On Wednesday, Adobe released an out-of-band update for its Flash technology that addresses three security vulnerabilities. This is Adobe’s third emergency update this month and the second this month for Flash.
InformationWeek’s Matthew J. Schwartz reported, “Adobe has released an emergency update for Flash Player. The latest update, issued Tuesday, fixes three bugs, two of which are being actively targeted via zero-day attacks that can compromise users’ systems. According to Adobe’s security bulletin, ‘these updates address vulnerabilities that could cause a crash and potentially allow an attacker to take control of the affected system.'”
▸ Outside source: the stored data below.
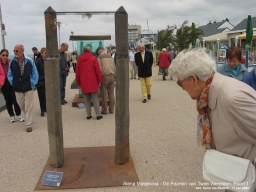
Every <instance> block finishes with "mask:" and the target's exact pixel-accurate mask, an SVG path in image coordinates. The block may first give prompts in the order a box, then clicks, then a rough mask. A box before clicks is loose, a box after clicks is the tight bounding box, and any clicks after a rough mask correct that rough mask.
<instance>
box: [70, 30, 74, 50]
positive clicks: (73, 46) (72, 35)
mask: <svg viewBox="0 0 256 192" xmlns="http://www.w3.org/2000/svg"><path fill="white" fill-rule="evenodd" d="M71 35H72V36H73V35H74V31H71ZM72 48H73V52H74V43H73V40H72Z"/></svg>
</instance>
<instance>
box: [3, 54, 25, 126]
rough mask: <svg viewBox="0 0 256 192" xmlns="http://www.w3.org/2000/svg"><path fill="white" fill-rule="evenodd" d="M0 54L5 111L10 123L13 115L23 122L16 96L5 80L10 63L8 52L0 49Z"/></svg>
mask: <svg viewBox="0 0 256 192" xmlns="http://www.w3.org/2000/svg"><path fill="white" fill-rule="evenodd" d="M0 54H1V59H0V66H1V68H3V71H4V76H5V79H4V81H3V82H4V83H3V85H2V83H0V87H1V91H2V93H3V95H4V99H5V102H6V108H7V111H8V113H9V115H10V117H11V122H12V123H13V122H15V121H16V120H15V114H16V116H17V117H18V119H19V121H24V118H23V117H22V116H21V109H20V107H19V105H18V103H17V101H16V96H15V92H14V90H13V87H12V86H11V84H10V83H9V81H8V79H7V74H8V69H9V64H10V61H9V60H8V55H9V52H8V50H7V49H2V50H1V52H0ZM2 77H3V76H2ZM13 107H14V111H15V113H14V111H13Z"/></svg>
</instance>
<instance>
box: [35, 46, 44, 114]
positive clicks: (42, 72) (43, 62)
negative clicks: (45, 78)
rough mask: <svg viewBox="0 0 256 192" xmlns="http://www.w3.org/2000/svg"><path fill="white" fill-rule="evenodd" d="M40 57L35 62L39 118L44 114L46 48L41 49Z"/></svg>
mask: <svg viewBox="0 0 256 192" xmlns="http://www.w3.org/2000/svg"><path fill="white" fill-rule="evenodd" d="M40 53H41V57H40V58H37V60H36V68H37V71H38V74H39V79H38V83H37V84H36V87H37V94H38V99H39V103H40V109H41V116H42V117H43V116H44V113H45V112H46V96H45V75H44V60H45V58H46V48H45V47H43V48H41V51H40Z"/></svg>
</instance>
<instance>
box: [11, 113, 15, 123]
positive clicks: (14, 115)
mask: <svg viewBox="0 0 256 192" xmlns="http://www.w3.org/2000/svg"><path fill="white" fill-rule="evenodd" d="M11 122H12V123H13V122H15V115H14V116H12V117H11Z"/></svg>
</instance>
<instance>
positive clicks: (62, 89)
mask: <svg viewBox="0 0 256 192" xmlns="http://www.w3.org/2000/svg"><path fill="white" fill-rule="evenodd" d="M66 80H67V71H66V70H61V71H60V97H61V100H63V99H64V98H65V87H66Z"/></svg>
ZDNet’s Ellyne Phneah added, “Adobe also assigned a Priority 1 rating, its highest threat level, to the vulnerabilities exploited on Windows and Mac OS X, and advised users of both operating systems to install the update within 72 hours. This vulnerability identifies vulnerabilities being targeted or have a higher risk of being targeted. The note also assigned Priority 3 rating to a Flash vulnerability facing Linux users, which refers to products historically not a target of attackers.”
SecurityWatch’s Fahmida Y. Rashid noted, “Users can download the latest version from the Adobe website, or turn on background updates and let the software grab the version automatically. Google and Microsoft will update Flash on Chrome and Internet Explorer 10 (for Windows 8) separately.”
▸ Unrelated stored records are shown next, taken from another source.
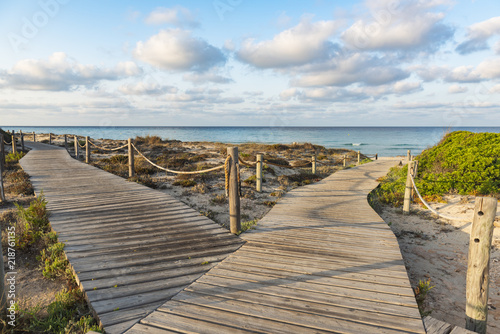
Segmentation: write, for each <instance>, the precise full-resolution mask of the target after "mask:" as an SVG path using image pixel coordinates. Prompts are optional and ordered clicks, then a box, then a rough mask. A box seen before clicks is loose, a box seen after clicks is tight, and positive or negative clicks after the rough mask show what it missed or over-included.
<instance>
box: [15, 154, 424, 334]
mask: <svg viewBox="0 0 500 334" xmlns="http://www.w3.org/2000/svg"><path fill="white" fill-rule="evenodd" d="M37 146H38V145H37ZM40 147H43V146H40ZM394 164H395V162H394V161H385V162H381V161H379V162H375V163H370V164H366V165H363V166H360V167H357V168H353V169H348V170H344V171H341V172H337V173H335V174H334V175H332V176H330V177H329V178H327V179H325V180H323V181H321V182H319V183H316V184H314V185H310V186H306V187H302V188H298V189H296V190H293V191H291V192H289V193H287V195H286V196H285V197H284V198H283V199H281V200H280V201H279V202H278V204H277V205H276V206H275V207H274V208H273V209H272V210H271V211H270V213H269V214H268V215H267V216H266V217H265V218H264V219H262V220H261V221H260V222H259V225H258V228H257V229H256V230H253V231H250V232H246V233H245V234H244V235H243V239H245V240H246V241H247V242H246V243H245V244H244V245H243V246H242V247H241V248H240V246H241V241H240V240H241V239H239V238H236V237H233V236H231V235H229V234H228V233H227V232H225V231H223V230H221V229H220V228H218V226H217V225H215V224H214V223H212V222H210V221H209V220H208V219H206V218H204V217H201V216H199V215H198V214H197V213H196V212H194V211H193V210H191V209H189V208H187V207H186V206H185V205H183V204H180V203H179V202H177V201H176V200H174V199H172V198H171V197H169V196H166V195H163V194H161V193H159V192H156V191H153V190H150V189H147V188H145V187H142V186H139V185H136V184H133V183H129V182H125V181H124V180H123V179H120V178H118V177H115V176H113V175H110V174H107V173H105V172H102V171H99V170H97V169H95V168H93V167H90V166H87V165H84V164H82V163H79V162H76V161H75V160H73V159H71V158H70V157H69V156H68V154H67V153H66V152H65V151H64V150H50V151H45V152H41V151H33V152H30V153H29V154H28V156H27V157H25V158H24V159H23V160H22V165H23V168H25V169H26V171H27V172H28V173H29V174H30V175H31V176H32V180H33V183H34V185H35V187H36V189H37V191H39V190H40V189H43V190H44V193H45V195H46V197H47V199H48V200H49V209H50V210H51V211H52V213H53V214H52V217H51V224H52V226H53V227H54V229H55V230H56V231H58V232H60V240H61V241H63V242H66V244H67V247H66V250H67V255H68V258H69V259H70V261H71V264H72V265H73V267H74V268H75V271H76V272H77V275H78V277H79V279H80V281H81V282H82V284H83V287H84V289H85V291H86V292H87V295H88V297H89V300H90V302H91V305H92V307H93V308H94V309H95V310H96V312H97V313H98V315H99V318H100V319H101V321H102V322H103V324H104V325H105V329H106V330H107V331H108V332H110V333H119V332H120V331H123V330H126V329H127V328H128V327H130V326H131V325H133V324H134V323H135V322H137V320H138V319H139V318H141V317H144V316H145V317H144V318H143V319H142V320H141V321H140V323H137V324H135V325H134V326H133V327H132V328H131V329H129V330H128V331H127V333H243V332H251V333H256V332H259V333H323V332H330V333H331V332H335V333H363V334H368V333H370V334H371V333H425V331H424V328H423V324H422V321H421V319H420V316H419V313H418V309H417V305H416V302H415V298H414V296H413V292H412V289H411V288H410V284H409V281H408V277H407V274H406V269H405V267H404V264H403V260H402V257H401V253H400V250H399V246H398V243H397V240H396V238H395V236H394V234H393V233H392V232H391V230H390V228H389V227H388V226H387V225H386V224H385V223H384V221H383V220H382V219H381V218H380V217H379V216H378V215H377V214H376V213H375V212H374V211H373V210H372V209H371V208H370V206H369V205H368V203H367V201H366V195H367V193H368V192H369V191H370V190H371V189H373V188H374V187H375V186H376V182H375V181H374V180H375V179H376V178H378V177H379V176H382V175H384V174H385V173H386V172H387V170H388V169H389V167H390V166H392V165H394ZM238 248H239V249H238ZM229 252H234V253H233V254H232V255H230V256H229V257H227V258H225V257H226V255H227V254H228V253H229ZM224 258H225V260H224ZM204 261H209V262H210V264H209V265H205V266H202V265H201V263H202V262H204ZM221 261H222V262H221ZM217 262H219V263H218V264H217ZM208 269H211V270H210V271H208V272H207V273H205V272H206V270H208ZM92 279H94V280H92ZM193 281H195V282H194V283H192V282H193ZM115 284H117V286H116V287H114V285H115ZM94 288H97V289H96V290H94ZM161 300H163V302H161ZM167 300H168V301H167ZM165 301H166V302H165ZM161 304H163V305H162V306H160V307H159V308H158V309H157V310H156V311H154V312H152V313H151V314H149V315H147V314H148V313H150V312H151V311H152V310H154V309H156V308H157V307H158V306H159V305H161ZM146 315H147V316H146ZM107 324H108V325H107Z"/></svg>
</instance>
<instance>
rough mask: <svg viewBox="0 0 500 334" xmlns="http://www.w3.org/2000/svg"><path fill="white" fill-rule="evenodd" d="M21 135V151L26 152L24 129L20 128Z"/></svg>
mask: <svg viewBox="0 0 500 334" xmlns="http://www.w3.org/2000/svg"><path fill="white" fill-rule="evenodd" d="M19 136H20V137H21V151H23V152H24V134H23V131H22V130H19Z"/></svg>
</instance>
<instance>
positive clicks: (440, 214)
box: [408, 173, 470, 221]
mask: <svg viewBox="0 0 500 334" xmlns="http://www.w3.org/2000/svg"><path fill="white" fill-rule="evenodd" d="M408 175H410V179H411V183H412V185H413V188H414V189H415V192H416V193H417V195H418V198H420V200H421V201H422V203H423V204H424V205H425V206H426V207H427V208H428V209H429V210H430V211H431V212H432V213H433V214H435V215H437V216H439V217H441V218H445V219H448V220H458V221H468V220H470V219H464V218H458V217H452V216H448V215H445V214H442V213H439V212H438V211H437V210H435V209H433V208H432V207H431V206H430V204H429V203H427V202H426V201H425V200H424V199H423V197H422V195H420V192H419V191H418V188H417V185H416V184H415V179H414V178H413V175H412V174H411V173H409V174H408Z"/></svg>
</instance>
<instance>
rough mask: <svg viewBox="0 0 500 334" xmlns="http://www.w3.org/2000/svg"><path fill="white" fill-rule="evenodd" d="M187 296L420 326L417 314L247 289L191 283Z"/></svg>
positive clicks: (196, 283)
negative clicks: (215, 299) (321, 300)
mask: <svg viewBox="0 0 500 334" xmlns="http://www.w3.org/2000/svg"><path fill="white" fill-rule="evenodd" d="M187 292H193V293H196V294H204V295H209V296H218V297H222V298H226V299H231V300H235V301H241V302H246V303H252V304H257V305H262V306H269V307H274V308H282V309H286V310H290V311H297V312H305V313H313V314H315V315H321V316H325V317H334V318H336V319H340V320H351V321H356V322H360V323H363V324H369V325H374V326H389V327H391V328H399V329H401V330H407V329H408V323H411V322H414V321H415V320H417V321H418V322H419V325H421V324H420V322H421V320H420V317H419V316H418V313H417V314H416V316H417V317H408V316H402V315H395V314H389V313H386V312H379V311H375V310H366V309H363V308H361V307H359V306H360V305H361V303H358V304H357V305H358V307H357V306H351V307H345V306H344V305H342V304H333V303H331V302H318V301H316V300H315V301H310V300H305V299H303V298H301V299H295V298H291V297H290V296H280V295H275V294H264V293H262V291H261V290H260V289H256V290H252V291H249V289H248V288H247V287H246V286H244V287H239V288H237V289H235V288H228V287H219V286H212V285H207V284H201V283H193V284H192V285H191V286H190V287H188V288H187V289H186V293H187ZM160 310H162V308H160ZM414 315H415V314H414ZM403 324H405V325H403Z"/></svg>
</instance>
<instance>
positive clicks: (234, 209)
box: [227, 147, 241, 234]
mask: <svg viewBox="0 0 500 334" xmlns="http://www.w3.org/2000/svg"><path fill="white" fill-rule="evenodd" d="M227 154H228V155H230V156H231V167H230V172H229V228H230V230H231V233H233V234H238V233H240V231H241V217H240V194H239V191H238V190H239V189H238V188H239V186H238V147H228V148H227Z"/></svg>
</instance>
Computerworld’s Greg Keizer observed, “Tuesday’s ‘out-of-band’ came less than three weeks after a Feb. 8 fix for two exploited-in-the-wild flaws. Adobe has also issued two other regularly scheduled updates for Flash this year as part of its plan to synchronize its security releases with Microsoft’s monthly Patch Tuesdays. The frequent Flash updates only add to what has become a hectic start to the year for security experts and IT administrators: Oracle has also shipped multiple updates for Java in the last two months, including a pair of rush updates to quash actively exploited bugs.”